When AI first became technologically feasible, the only people who were trying to harness the true potential of AI were programmers and engineers with advanced degrees in mathematics. Not anymore. According to an article in the Harvard Business Review, AI has moved from the theoretical (what can AI do?) to the practical (what can AI do for me?). This is the age of “deployed AI,” which is destined to impact everyone. After all, the range of AI applications is staggering. Imagine, having an AI solution that could:
- Read an x-ray and provide a preliminary diagnosis.
- Detect a potential heart problem based on an ECG and then make a life-saving call to emergency first responders.
- Inspire students to discover new medications and then schedule clinical trials.
The possibilities are endless, but realizing that potential requires mainstream application of AI technology. We need to bring AI to the masses, and to do that, we need to make each AI solution people-centric. Design thinking is a crucial framework to secure the future potential of AI.
Design thinking 101
Design thinking is an iterative process that puts people first. Instead of looking at a problem and immediately working toward a solution, design thinking starts by seeking to understand the people who will be using the product or solution and then figuring out what they need and how to provide it. Design thinking reframes traditional development methods to one that focuses entirely on seeing things through the eyes of the user. And it’s an essential—though often overlooked—element of successful AI design.
AI and big data: The potential for real collaboration
Cloud computing and the availability of big data, including time-based data, provides an untold wealth of AI possibilities. The current model of cloud AI focuses on unlocking value for enterprises with storehouses of data. For example, there are several open datasets that have already resulted in robust AI solutions, such as image detection. But there’s a large amount of data that lies buried in corporate vaults, and this is where we need massive collaboration between companies to bring either the data itself in the open or bring AI services trained on this data in the open. Data is still king, and the success of an AI solution relies heavily on the quality of the data gathered.
Consider what Google, Microsoft and Amazon are doing. With the data Google has available, they have been able to step out into the forefront of speech recognition and neuro-linguistic programming. Microsoft is breaking new ground in healthcare AI, while Amazon continues to dominate in transactional AI. These are just a few examples of where we need to introduce design thinking if our intent is to bring AI mainstream.
Applying design thinking to AI development: Putting people first, not a competitive advantage
The quickest way to get a design thinking framework in place is easy: involve more people in the process. Now that AI development no longer requires advanced mathematics degrees, it’s time to collaborate. Working on an AI application to track the migration patterns of the Black-Tailed Godwit? Such a development team could include ornithologists, cartographers, meteorologists, and so on.

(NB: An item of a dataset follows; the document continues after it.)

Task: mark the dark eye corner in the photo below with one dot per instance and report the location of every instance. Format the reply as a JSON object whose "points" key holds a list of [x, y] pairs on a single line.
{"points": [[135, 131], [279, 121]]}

But what about company’s competitive advantage? I used to wonder if we were truly able to bring AI to doers while also aspiring to maintain our competitive advantage all the time. What would it take to strike a balance? The key is to augment our thinking around collaborative advantage. If we don’t shift our focus toward collaboration, we’ll miss our opportunity to put AI solutions into the hands of the people who need them. Once again, this is where design thinking comes into play. In the AI products, platforms and services we roll out, the first question we need to ask is, how do we maximize human potential? And we need to be honest about the answer. In other words, how do we put people in the center when it comes to deciding what our competitive advantages are?
Seeing beyond competitive advantage: Moving forward with AI and design thinking
I believe that if we use the same competitive mindset when considering AI assets, we might win in the short term as individuals, but we will ultimately lose as a community. As technology builders and data gatherers, we have a responsibility to put humans first before securing our competitive edge.
Thankfully, while there’s still a long way to go, evidence of collaboration is abundant. Organizations in the open source community are examples of that effort. There are also AI consortiums on ethics and policies. But we need to do a better job reevaluating our product decisions through design thinking. Unless we put humans in the center and put our product decisions in an appropriate framework, our AI applications will look like the tip of an iceberg, with all the rest of the AI potential hidden underwater.